Melting land-based ice in the Arctic not only threatens to raise sea levels; it also threatens to disrupt a critical ocean circulation pattern that transports warm water from the tropics to the North Atlantic. This transport, part of the larger Atlantic Meridional Overturning Circulation (AMOC), is largely responsible for maintaining temperate conditions in Europe. Its weakening could drastically alter that continent’s climate, bringing extreme winter storms and summer heat waves—and cause extreme sea-level rise on the eastern seaboard of the United States. It all hinges on how salty North Atlantic seawater is.
High-salinity water brought about by evaporation in the subtropics is transported northward, where the excess salt, together with the cooling influence of surface winds, makes the water denser, causing it to sink. As the high-salinity water plunges lower, surface water is pulled in behind it (which then gets cooler and saltier and sinks as well), creating a flow. This is the driving force behind the AMOC, operating in the subpolar North Atlantic—so long as the water there is saline enough to sink.
“Much has been made of the potential for freshwater release from melting glaciers in Greenland to irreversibly disrupt the AMOC,” says Los Alamos climate scientist Wilbert Weijer, “and that’s certainly a concern. But there’s another source of freshwater up there—one that has increased its freshwater content by 40 percent in just the past two decades—and our research says it could freshen parts of the north Atlantic even more than meltwater from Greenland.”
The reservoir in question is known as the Beaufort Gyre, a circulating current in the Arctic Ocean directly north of Alaska, largely fed by freshwater rivers.
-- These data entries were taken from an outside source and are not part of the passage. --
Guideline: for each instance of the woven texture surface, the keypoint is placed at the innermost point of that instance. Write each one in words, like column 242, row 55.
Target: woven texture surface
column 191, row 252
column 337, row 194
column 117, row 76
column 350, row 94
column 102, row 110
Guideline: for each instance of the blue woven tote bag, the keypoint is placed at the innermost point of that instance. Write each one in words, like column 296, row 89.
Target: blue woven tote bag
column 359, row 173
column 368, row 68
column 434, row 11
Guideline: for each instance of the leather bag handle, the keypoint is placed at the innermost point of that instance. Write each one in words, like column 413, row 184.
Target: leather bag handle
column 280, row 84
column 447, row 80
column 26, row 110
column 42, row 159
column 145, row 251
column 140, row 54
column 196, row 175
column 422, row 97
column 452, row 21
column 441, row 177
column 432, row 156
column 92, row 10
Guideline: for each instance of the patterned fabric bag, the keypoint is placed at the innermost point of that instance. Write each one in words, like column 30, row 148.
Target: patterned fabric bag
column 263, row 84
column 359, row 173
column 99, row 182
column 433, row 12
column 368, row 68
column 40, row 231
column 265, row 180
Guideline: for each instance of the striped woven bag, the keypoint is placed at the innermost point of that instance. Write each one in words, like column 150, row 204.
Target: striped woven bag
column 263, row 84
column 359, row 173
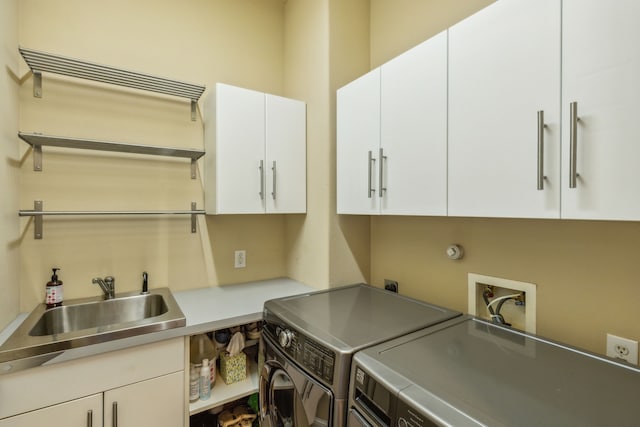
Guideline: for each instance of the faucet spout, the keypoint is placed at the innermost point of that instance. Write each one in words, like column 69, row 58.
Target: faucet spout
column 108, row 286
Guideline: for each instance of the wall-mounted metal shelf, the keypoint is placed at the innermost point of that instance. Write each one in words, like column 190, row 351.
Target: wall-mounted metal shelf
column 38, row 140
column 38, row 213
column 40, row 62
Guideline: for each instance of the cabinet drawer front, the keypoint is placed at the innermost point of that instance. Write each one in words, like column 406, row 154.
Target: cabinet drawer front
column 68, row 414
column 49, row 385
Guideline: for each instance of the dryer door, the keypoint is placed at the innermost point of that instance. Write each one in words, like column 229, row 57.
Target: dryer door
column 289, row 397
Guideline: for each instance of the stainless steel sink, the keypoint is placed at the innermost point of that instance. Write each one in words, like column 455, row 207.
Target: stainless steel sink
column 46, row 333
column 96, row 314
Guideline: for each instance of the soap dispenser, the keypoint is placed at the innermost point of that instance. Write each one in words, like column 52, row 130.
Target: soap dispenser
column 54, row 290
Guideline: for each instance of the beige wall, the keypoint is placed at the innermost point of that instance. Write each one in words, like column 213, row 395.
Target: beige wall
column 202, row 41
column 306, row 77
column 9, row 162
column 349, row 59
column 326, row 46
column 585, row 271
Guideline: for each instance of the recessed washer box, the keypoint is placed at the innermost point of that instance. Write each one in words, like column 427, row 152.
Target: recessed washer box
column 521, row 317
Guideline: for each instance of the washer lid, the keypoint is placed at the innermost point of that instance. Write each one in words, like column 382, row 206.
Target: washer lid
column 475, row 373
column 353, row 317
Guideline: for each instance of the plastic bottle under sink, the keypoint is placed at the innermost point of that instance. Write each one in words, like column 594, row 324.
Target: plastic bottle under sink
column 201, row 347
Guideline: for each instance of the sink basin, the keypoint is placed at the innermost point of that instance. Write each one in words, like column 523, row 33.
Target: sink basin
column 45, row 333
column 96, row 314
If water flows out of the Gyre over a relatively short period of time due to changing wind conditions, as occurs periodically—most recently in the 1980s through early 90s—it could produce a seawater-freshening effect, greatly reducing the salinity wherever the Gyre’s water enters the Atlantic.
In a detailed computer simulation that retrospectively traced the freshwater outflows from the Gyre in the 80s–90s event, Weijer and Los Alamos colleague Milena Veneziani, together with collaborators at the National Oceanic and Atmospheric Administration and the University of Washington (including Jiaxu Zhang, who was a postdoctoral scientist at Los Alamos during the research), found that most of the freshwater emerges into the Atlantic via the Labrador Sea between Greenland and Canada. A smaller amount enters via the Nordic Seas, between Greenland and Norway. The AMOC mechanism operates in both regions.
“If a similar release were to occur now or in the near future,” says Weijer, “Beaufort Gyre water entering the Labrador Sea would easily eclipse its counterparts from Greenland and melting sea ice.”
Veneziani, a computational oceanographer, notes that while Los Alamos has extensive expertise in climate modeling studies like this one and regularly obtains important insights such as these, the earth is a complex system, and other effects may come into play.
“This study reliably assessed the movement of freshwater from the Beaufort Gyre,” Veneziani says. “But we did not specifically address the degree to which it would disrupt saline water sinking and therefore driving the AMOC.” Indeed, historical data has provided good reason to believe that winter conditions on the surface—a mild winter, or a harsh one—will significantly affect freshwater’s impact on the broader ocean current.
Yet the trend is firmly in one direction: more freshwater, more change. Short of a quick and dramatic end to global temperature rise, the AMOC is expected to slow down, possibly with global consequences. When will it happen? The Los Alamos experts exchange a troubled glance before summarizing the scientific consensus: maybe just a few decades, and almost certainly before this century is out.